Outubro, 15 de 2017: estamos à espera do próximo

Retomámos a vida do dia-a-dia. Todavia, o território persiste em proporcionar um elevado risco, pior do que o estimado em 2017, antes dos incêndios.

Dois anos após os incêndios de Outubro de 2017, o país aguarda fenómeno similar. Ou pior! Pode não ser num dia 15, nem em Outubro. Pode ser na presente legislatura, ou logo na seguinte. Pode ou não estar associado a um furacão ou a fenómeno meteorológico similar. Mas estará, seguramente, associado ao despovoamento e às opções de ocupação e uso dos solos.

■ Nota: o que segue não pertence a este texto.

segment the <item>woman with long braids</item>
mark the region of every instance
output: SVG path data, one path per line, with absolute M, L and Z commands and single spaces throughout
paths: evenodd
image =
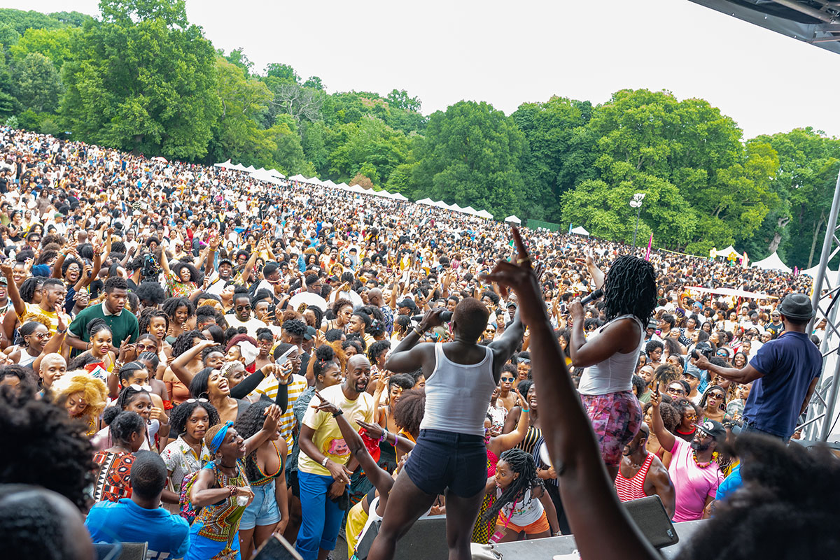
M 166 473 L 174 491 L 164 490 L 163 501 L 177 504 L 184 477 L 210 462 L 212 457 L 204 444 L 204 436 L 218 423 L 216 407 L 204 398 L 187 399 L 172 409 L 169 419 L 170 433 L 178 437 L 160 452 L 160 457 L 166 464 Z
M 598 446 L 614 480 L 622 451 L 642 425 L 642 409 L 633 393 L 633 376 L 644 344 L 645 326 L 656 307 L 656 273 L 650 262 L 632 255 L 617 258 L 603 282 L 591 262 L 596 284 L 603 285 L 606 323 L 587 339 L 580 300 L 569 308 L 574 324 L 569 354 L 585 367 L 578 391 L 598 437 Z
M 494 542 L 517 541 L 522 532 L 529 540 L 559 535 L 554 504 L 530 454 L 522 449 L 501 454 L 486 490 L 496 492 L 496 502 L 481 516 L 482 523 L 496 520 Z
M 234 428 L 243 438 L 250 438 L 263 424 L 263 412 L 271 406 L 265 399 L 255 402 L 236 421 Z M 275 531 L 282 533 L 289 522 L 289 500 L 286 486 L 285 464 L 288 448 L 275 432 L 254 452 L 245 457 L 245 475 L 254 492 L 254 501 L 245 509 L 239 522 L 242 557 L 249 558 Z
M 190 502 L 201 508 L 190 529 L 190 552 L 184 560 L 239 559 L 239 521 L 254 500 L 243 459 L 277 433 L 280 408 L 263 411 L 262 429 L 244 439 L 234 423 L 217 424 L 207 431 L 204 444 L 213 460 L 198 472 L 190 489 Z

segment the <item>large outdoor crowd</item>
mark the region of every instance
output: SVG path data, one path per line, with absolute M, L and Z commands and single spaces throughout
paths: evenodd
M 575 300 L 617 257 L 645 255 L 521 233 L 564 350 Z M 510 240 L 508 225 L 433 206 L 0 128 L 0 427 L 11 438 L 0 527 L 18 526 L 8 511 L 46 520 L 16 537 L 14 557 L 145 542 L 159 558 L 249 558 L 273 534 L 306 560 L 328 557 L 339 534 L 336 556 L 365 557 L 357 547 L 426 403 L 421 364 L 386 362 L 412 333 L 454 340 L 450 315 L 428 312 L 474 300 L 489 310 L 479 344 L 512 340 L 513 352 L 487 403 L 472 541 L 570 533 L 532 329 L 517 293 L 482 277 L 516 258 Z M 622 500 L 656 495 L 673 521 L 699 520 L 741 485 L 731 444 L 753 383 L 691 354 L 745 367 L 784 331 L 782 298 L 809 294 L 812 278 L 665 251 L 648 260 L 656 307 L 631 357 L 643 423 L 605 460 Z M 587 338 L 604 313 L 597 299 L 584 307 Z M 819 345 L 824 321 L 807 334 Z M 564 367 L 579 383 L 568 352 Z M 446 507 L 440 496 L 426 515 Z M 91 538 L 45 540 L 73 508 Z

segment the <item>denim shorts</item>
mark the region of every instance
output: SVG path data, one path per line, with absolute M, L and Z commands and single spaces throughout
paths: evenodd
M 280 521 L 280 508 L 275 495 L 275 481 L 260 486 L 251 486 L 254 501 L 242 512 L 240 529 L 253 529 L 256 526 L 273 525 Z
M 420 430 L 420 437 L 406 463 L 406 472 L 426 494 L 470 498 L 484 490 L 487 482 L 487 448 L 481 436 Z

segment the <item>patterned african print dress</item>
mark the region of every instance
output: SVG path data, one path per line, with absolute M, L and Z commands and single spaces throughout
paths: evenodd
M 236 462 L 235 476 L 223 473 L 215 461 L 204 468 L 212 469 L 216 475 L 213 488 L 248 486 L 241 461 Z M 237 496 L 202 507 L 190 528 L 190 552 L 184 560 L 239 560 L 239 520 L 244 511 L 245 506 L 237 502 Z
M 100 451 L 93 456 L 99 465 L 93 486 L 93 501 L 119 501 L 131 497 L 131 464 L 134 454 L 128 451 Z

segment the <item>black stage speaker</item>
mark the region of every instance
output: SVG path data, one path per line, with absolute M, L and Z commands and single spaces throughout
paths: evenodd
M 680 542 L 659 496 L 654 494 L 623 502 L 623 506 L 638 530 L 654 548 L 664 548 Z

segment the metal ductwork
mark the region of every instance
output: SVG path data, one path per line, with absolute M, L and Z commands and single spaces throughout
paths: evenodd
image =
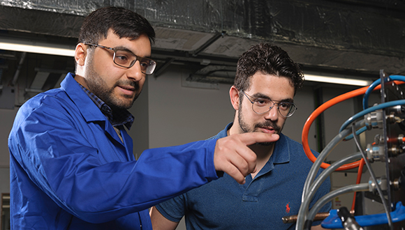
M 281 47 L 304 70 L 405 72 L 404 0 L 0 0 L 0 39 L 73 46 L 85 15 L 107 6 L 151 22 L 155 77 L 176 64 L 195 69 L 189 79 L 228 75 L 223 69 L 260 42 Z

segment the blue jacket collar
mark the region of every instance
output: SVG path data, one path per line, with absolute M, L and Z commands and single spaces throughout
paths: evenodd
M 79 83 L 75 80 L 75 75 L 69 72 L 61 82 L 61 88 L 64 89 L 78 106 L 82 115 L 87 122 L 105 121 L 108 122 L 107 117 L 94 104 L 91 99 L 83 91 Z

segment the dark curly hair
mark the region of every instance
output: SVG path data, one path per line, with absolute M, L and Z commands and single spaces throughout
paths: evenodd
M 110 29 L 120 38 L 134 40 L 145 34 L 151 43 L 154 42 L 155 31 L 145 17 L 122 7 L 108 6 L 97 9 L 86 17 L 78 43 L 97 44 L 107 38 Z
M 233 85 L 240 91 L 249 89 L 250 79 L 258 71 L 288 78 L 294 86 L 294 94 L 304 84 L 304 75 L 298 64 L 281 48 L 268 43 L 252 46 L 242 54 Z

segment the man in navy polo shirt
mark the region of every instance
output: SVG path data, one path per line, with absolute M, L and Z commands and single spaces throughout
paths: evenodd
M 302 188 L 312 162 L 301 144 L 281 133 L 296 109 L 293 98 L 304 82 L 298 65 L 280 47 L 259 44 L 239 59 L 230 90 L 235 110 L 233 123 L 212 139 L 245 132 L 279 134 L 276 142 L 251 146 L 257 170 L 238 184 L 228 175 L 152 208 L 154 229 L 175 229 L 182 217 L 191 229 L 295 229 L 281 217 L 297 215 Z M 317 153 L 315 153 L 317 154 Z M 326 180 L 311 201 L 329 192 Z M 327 212 L 331 204 L 321 210 Z M 311 229 L 321 229 L 314 222 Z

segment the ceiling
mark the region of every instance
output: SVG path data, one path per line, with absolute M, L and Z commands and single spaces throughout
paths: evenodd
M 304 72 L 405 74 L 405 0 L 0 0 L 0 40 L 74 49 L 84 16 L 105 6 L 151 22 L 155 77 L 182 65 L 193 72 L 189 80 L 232 82 L 239 56 L 260 42 L 281 47 Z M 2 93 L 20 94 L 9 106 L 58 85 L 73 61 L 0 49 Z

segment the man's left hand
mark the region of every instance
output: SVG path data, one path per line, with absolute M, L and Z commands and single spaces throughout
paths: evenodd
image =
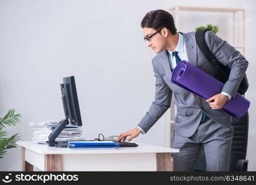
M 206 102 L 209 103 L 212 109 L 220 109 L 223 107 L 228 99 L 226 95 L 218 94 L 207 99 Z

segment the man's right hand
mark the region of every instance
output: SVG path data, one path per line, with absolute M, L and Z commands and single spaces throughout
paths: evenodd
M 121 140 L 125 141 L 125 139 L 126 139 L 127 136 L 130 136 L 128 139 L 128 141 L 130 141 L 131 139 L 133 139 L 133 138 L 135 138 L 136 137 L 138 137 L 138 136 L 141 133 L 141 130 L 138 128 L 133 128 L 132 130 L 130 130 L 128 131 L 126 131 L 125 133 L 122 133 L 118 136 L 118 138 L 117 139 L 117 141 L 120 142 Z

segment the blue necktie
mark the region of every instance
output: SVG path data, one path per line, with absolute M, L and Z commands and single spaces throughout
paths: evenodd
M 178 64 L 179 64 L 179 62 L 181 61 L 181 59 L 178 56 L 178 51 L 173 51 L 173 56 L 175 57 L 176 64 L 177 64 L 177 65 L 178 65 Z M 203 112 L 203 114 L 202 115 L 201 121 L 200 121 L 200 123 L 204 122 L 205 118 L 206 118 L 206 115 Z

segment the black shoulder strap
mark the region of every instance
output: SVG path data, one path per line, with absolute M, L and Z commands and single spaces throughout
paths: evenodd
M 217 60 L 216 60 L 215 57 L 212 54 L 212 51 L 210 50 L 207 44 L 206 44 L 205 35 L 205 32 L 209 31 L 209 30 L 197 30 L 196 32 L 196 41 L 200 49 L 202 51 L 204 55 L 207 59 L 211 63 L 217 64 Z

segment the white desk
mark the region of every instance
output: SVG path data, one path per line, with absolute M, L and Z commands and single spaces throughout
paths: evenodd
M 22 170 L 33 171 L 172 171 L 171 153 L 178 149 L 138 143 L 136 147 L 115 150 L 69 150 L 31 141 L 22 147 Z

No plano social e financeiro são conhecidas as muitas críticas, a elevada ineficiência das autoridades, os demasiados casos em investigação criminal relativos aos acontecimentos pós-incêndios de 2017. Lamentámos as vítimas mortais, condenámos os feridos a uma existência difícil, recuperámos o edificado e infra-estruturas, com tudo o que de estranho envolveu. Retomámos a vida do dia-a-dia. Todavia, o território persiste em proporcionar um elevado risco, pior do que o estimado em 2017, antes dos incêndios. Ao que ardeu e persiste no território, junta-se o que germinou e está sem gestão, acumulando nalgumas regiões cargas de combustível não antes vistas.

Ainda não deu para entender se a opção política é a de manter o rumo do despovoamento, da desflorestação, do avanço da desertificação, dos mirabolantes investimentos em regadio (leia-se, em betão), em extensas áreas de monoculturas, que mais tarde ou mais cedo são dizimadas pela seca, por incêndios, por pragas ou por doenças. Se for este o rumo, o sucesso parece mais do que garantido. A favor deste rumo estão as alterações climáticas, com destaque especial para as regiões de clima mediterrânico. Todavia, se o rumo pretendido é o inverso, não se vislumbram medidas coerentes, integradas, com apoio público suficiente para que ele se possa concretizar. Por apoio público entenda-se em recursos humanos, materiais e financeiros. O constante anúncio destes últimos tem-se revestido, numa parte, em mera ilusão, numa outra, em verter dinheiro sobre os problemas. Quanto aos outros recursos, o definhamento tem sido a regra. Os serviços públicos são hoje uma miniatura do passado, um faz que existe.

Quanto a recursos humanos, hoje em dia são poucas as escolas profissionais a formar técnicos agrícolas e nenhuma, reforço nenhuma, está neste momento a formar técnicos florestais. Estes técnicos, com o 12.º ano de escolaridade e formação profissional, poderiam ser uma primeira linha de um “exército” de combate ao abandono do território, pelo apoio que podem providenciar ao desenvolvimento agrário, ao uso sustentado e sustentável dos solos, na aposta em sistemas agroflorestais. Pior, no ensino superior assiste-se à redução do número de candidatos ano após ano. Sem exército não se vencem guerras. E sim, estamos em guerra. Pela defesa de um território que permita a presença humana em condições de vida condigna, proporcionada por um território com risco aceitável.

Mas, para alem do problema ao nível dos recursos, o país não tem estratégia, vai avançando em função de vaidades pessoais, de “reforma” em “reforma”. Da produção de diplomas legislativos que, como resultado, apresentam uma tendência crescente para a destruição. Não tem estratégia porque não tem uma visão. Na actividade florestal, vai-se especializando em culturas de risco, de lucro fácil, mas associado a produções de ciclo curto em termos de sequestro de carbono. Nas últimas décadas aumentou a taxa de produção de madeira triturada, regra geral vinculada a produtos de ciclo curto de sequestro de carbono, em detrimento da produção de bens à base da cortiça, por exemplo. Dos produtores de bens de ciclo curto de sequestro de carbono vêm as mensagens de que é preciso apostar nas florestas. Sim, com certeza. Mas não em plantações para associar a esse tipo de produções.

A articulação de políticas entre o poder central e o autárquico tem sido uma desilusão. E é fundamental o papel das autarquias para um rumo alternativo. Esse papel fundamental está no fortalecimento dos mercados locais, na maximização das mais-valias das produções locais, ou seja, no combate ao extractivismo, no acréscimo do rendimento dos munícipes.

Apesar do potencial do território nacional para uma grande diversidade de opções em termos de ocupação e uso dos solos, o facto é que o país vai caminhando de monocultura em monocultura, dos cereais ao pinheiro bravo, para o eucalipto, até ao olival e amendoal intensivos. De facto, a dúvida sobre se queremos mudar de rumo é justificável.